Douglas OHI LLC has been awarded the RoSPA Fleet Safety Gold Award for its performance in managing occupational road risk across its operations in 2025. The recognition forms part of the 2026 RoSPA Health and Safety Awards, marking 70 years of global leadership in safety excellence.
The award specifically recognises Douglas OHI’s structured and data-driven approach to fleet risk, an area that remains one of the most dynamic and high-exposure aspects of project delivery. With vehicles, people and logistics constantly in motion, the company has prioritised building a system that does not rely on reactive controls, but instead anticipates, monitors and mitigates risk in real time.

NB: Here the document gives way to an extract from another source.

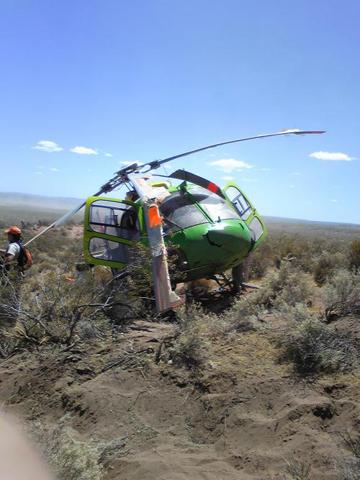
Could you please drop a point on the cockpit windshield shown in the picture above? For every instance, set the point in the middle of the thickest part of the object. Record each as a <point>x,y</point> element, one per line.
<point>180,210</point>
<point>217,207</point>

Now in its 45th year of operations, Douglas OHI continues to evolve its approach to safety, with a clear focus on managing high-exposure risks such as fleet operations. This approach integrates driver behaviour, journey planning, vehicle condition and live oversight into a single operational framework, ensuring that safety is actively managed rather than passively measured.
Commenting on the achievement, Mr. Aaron Hennessy, Group Managing Director of Douglas OHI, said: “Fleet safety is one of the most complex risks we manage as a business. It sits at the intersection of people, environment and operational pressure. This recognition reflects our ability to bring structure, visibility and control to that complexity. It is about ensuring that safety holds firm, regardless of scale, pace or location.”
Peter Baker, Regional HSSE Manager at Douglas OHI, added: “This award reflects a deliberate shift towards precision in how we manage road risk. We have focused on strengthening the fundamentals, improving visibility and reinforcing behaviours that reduce exposure. It is not a single initiative, but a system that is consistently applied and continuously improved across our operations.”
The RoSPA Awards are widely regarded as a benchmark for organisations that demonstrate measurable impact in health and safety performance. Achieving recognition in the programme’s 70th anniversary year highlights the relevance of robust, modern safety systems in an evolving risk landscape.
For Douglas OHI, the focus remains clear: to maintain control in high-risk environments and ensure that safety performance is predictable, repeatable and embedded in everyday delivery.